If you are a wife whose husband is in construction you know the importance of having to check their pant pockets before you do laundry. You will here the crackle and dings all throughout the machine if you don’t empty their pockets from all the nails, drill bits, and random things of metal that I don’t even know what they are called. There are always things from work floating around in my husband’s pockets. One time I was able to collect $14 just from cleaning his work clothes.
Today, the nail in the pant pocket is mine. I put it there, and I may be walking around with it for a while. I seem to be walking around with triggers of condemnation piercing my heart, reminding me that I am a sinner, reminding me that I could mess up again, reminding me of what the world sees and not my God. Piercing voices that press play in my head of the things that have been said to me and the hurtful labels that I get stuck in a sensitive moment believing to be true.

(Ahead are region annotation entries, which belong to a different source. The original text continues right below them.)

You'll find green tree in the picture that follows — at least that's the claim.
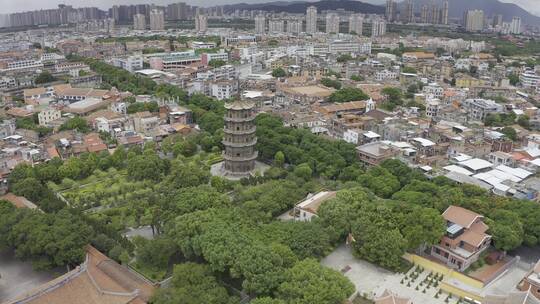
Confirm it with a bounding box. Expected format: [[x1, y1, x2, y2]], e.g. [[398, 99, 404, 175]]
[[488, 210, 524, 251], [508, 74, 519, 86], [127, 153, 168, 181], [294, 163, 313, 181], [401, 66, 416, 74], [272, 68, 287, 78], [351, 75, 366, 81], [501, 127, 518, 141], [150, 263, 238, 304], [60, 116, 91, 133], [277, 259, 354, 304], [274, 151, 285, 168], [517, 115, 531, 130]]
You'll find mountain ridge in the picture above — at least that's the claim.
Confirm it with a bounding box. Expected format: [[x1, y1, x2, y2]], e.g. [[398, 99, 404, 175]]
[[225, 0, 540, 26]]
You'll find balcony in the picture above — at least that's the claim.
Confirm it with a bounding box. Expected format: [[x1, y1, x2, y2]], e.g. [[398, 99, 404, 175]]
[[221, 138, 257, 148], [223, 126, 257, 135], [222, 151, 259, 162]]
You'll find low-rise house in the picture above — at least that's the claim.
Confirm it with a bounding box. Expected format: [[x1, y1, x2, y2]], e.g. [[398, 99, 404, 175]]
[[294, 191, 337, 222], [6, 246, 157, 304], [519, 261, 540, 303], [356, 141, 399, 166], [38, 108, 62, 126], [431, 206, 491, 271], [462, 98, 504, 121], [132, 111, 159, 134]]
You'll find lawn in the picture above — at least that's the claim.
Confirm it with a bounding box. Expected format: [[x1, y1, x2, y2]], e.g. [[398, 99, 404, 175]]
[[49, 169, 155, 210]]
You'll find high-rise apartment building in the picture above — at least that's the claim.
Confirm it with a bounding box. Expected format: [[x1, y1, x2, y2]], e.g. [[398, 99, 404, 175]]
[[195, 14, 208, 33], [287, 19, 302, 35], [420, 4, 429, 24], [268, 19, 285, 33], [402, 0, 414, 23], [464, 10, 484, 32], [491, 14, 503, 27], [150, 9, 165, 31], [306, 6, 317, 34], [133, 14, 146, 31], [385, 0, 397, 22], [371, 19, 386, 37], [441, 0, 449, 25], [255, 15, 266, 34], [510, 17, 521, 34], [167, 2, 190, 20], [349, 14, 364, 35], [326, 13, 339, 34], [429, 4, 441, 24]]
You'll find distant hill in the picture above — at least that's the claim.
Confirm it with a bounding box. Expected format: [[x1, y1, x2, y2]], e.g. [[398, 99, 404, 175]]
[[400, 0, 540, 26], [225, 0, 385, 14]]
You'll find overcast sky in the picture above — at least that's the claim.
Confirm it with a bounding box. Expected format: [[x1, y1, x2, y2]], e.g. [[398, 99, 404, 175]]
[[0, 0, 540, 16]]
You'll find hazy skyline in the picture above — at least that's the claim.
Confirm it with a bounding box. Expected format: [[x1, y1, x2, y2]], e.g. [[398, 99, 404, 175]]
[[0, 0, 540, 16]]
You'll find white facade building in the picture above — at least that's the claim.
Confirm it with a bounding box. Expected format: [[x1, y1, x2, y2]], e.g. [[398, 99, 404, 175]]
[[326, 13, 339, 34], [195, 14, 208, 33], [349, 14, 364, 36], [306, 6, 318, 34], [133, 14, 146, 31], [150, 9, 165, 31], [371, 19, 386, 37], [268, 20, 285, 33], [112, 55, 144, 73], [38, 108, 62, 126]]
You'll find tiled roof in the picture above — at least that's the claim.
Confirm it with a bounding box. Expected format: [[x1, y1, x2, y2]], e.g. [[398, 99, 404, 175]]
[[442, 206, 483, 228], [6, 246, 155, 304]]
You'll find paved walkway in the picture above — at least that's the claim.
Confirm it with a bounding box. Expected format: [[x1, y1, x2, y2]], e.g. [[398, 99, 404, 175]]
[[321, 245, 457, 304]]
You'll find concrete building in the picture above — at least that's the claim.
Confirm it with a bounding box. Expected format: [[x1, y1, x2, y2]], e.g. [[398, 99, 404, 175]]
[[4, 246, 158, 304], [195, 14, 208, 33], [356, 141, 398, 166], [371, 19, 386, 37], [287, 19, 302, 35], [223, 100, 258, 176], [293, 191, 337, 222], [441, 0, 449, 25], [255, 15, 266, 35], [431, 206, 491, 271], [402, 0, 414, 23], [38, 108, 62, 126], [112, 55, 143, 73], [420, 4, 429, 24], [133, 14, 146, 31], [150, 9, 165, 31], [462, 98, 503, 121], [326, 13, 339, 34], [385, 0, 397, 22], [306, 6, 318, 34], [519, 70, 540, 91], [349, 14, 364, 36], [268, 20, 285, 33], [510, 17, 521, 35], [464, 10, 485, 32]]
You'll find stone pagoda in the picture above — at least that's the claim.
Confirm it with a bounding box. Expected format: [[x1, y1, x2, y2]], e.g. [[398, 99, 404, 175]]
[[222, 100, 257, 178]]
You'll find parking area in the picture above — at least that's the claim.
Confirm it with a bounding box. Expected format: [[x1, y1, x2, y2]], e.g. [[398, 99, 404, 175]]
[[321, 245, 458, 304], [0, 252, 62, 303]]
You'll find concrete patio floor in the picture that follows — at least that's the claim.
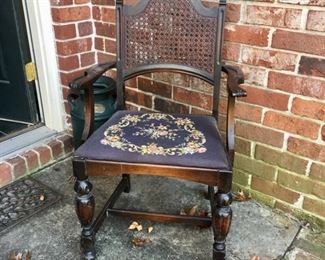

With my Bible in front of me I feel invincible, and with a powerful song playing on my iphone with my earbuds in my ears, I feel invincible, because I am sitting in the truth of what it means to be a child of God. I am hearing the Spirit’s voice telling me the love and grace that I get but don’t deserve.
But what about the moments in between? What about the moments where I get lost in my nature, lost in the war of my flesh, lost in the forgetfulness of who made me, of who sees me, of who I live for, and who promises to protect me? What about those moments?
I need a reminder.
I need a piercing reminder of who God is and that the voice of condemnation may come from this world but it isn’t coming from my Father. The nails on the cross were my sin, I am making it personal, they were my sins, I put Him there. He came because I got it wrong, because I messed up, and because I am messing up.
My nails held Him there, but His arms are holding me now.
I have a nail in my pocket to remind me that the nail isn’t there on the cross anymore. When Jesus rose from the grave He came with scars but without nails. I have the nail in my pocket not as a reminder of the sin I carry with me, but as a reminder of what’s already been done. To remind me in the moments that I forget, every hour that I forget, every night before I go to sleep and I start to forget, that I am redeemed, that I have been forgiven, that this nail will be my reminder to point me back to the cross with the scripture in my mind that I repeat over and over from Romans 8:1 “Therefore, there is now no condemnation for those who are in Christ Jesus”. In fact the whole Romans 8 is where I stay sometimes just to get the voices out of my head.
This is why there is a nail in my pocket. God wants to remind me, His Spirit’s voice is present with me, Christ died to have a relationship with me. This is what He’s showing me today in a real tangible way.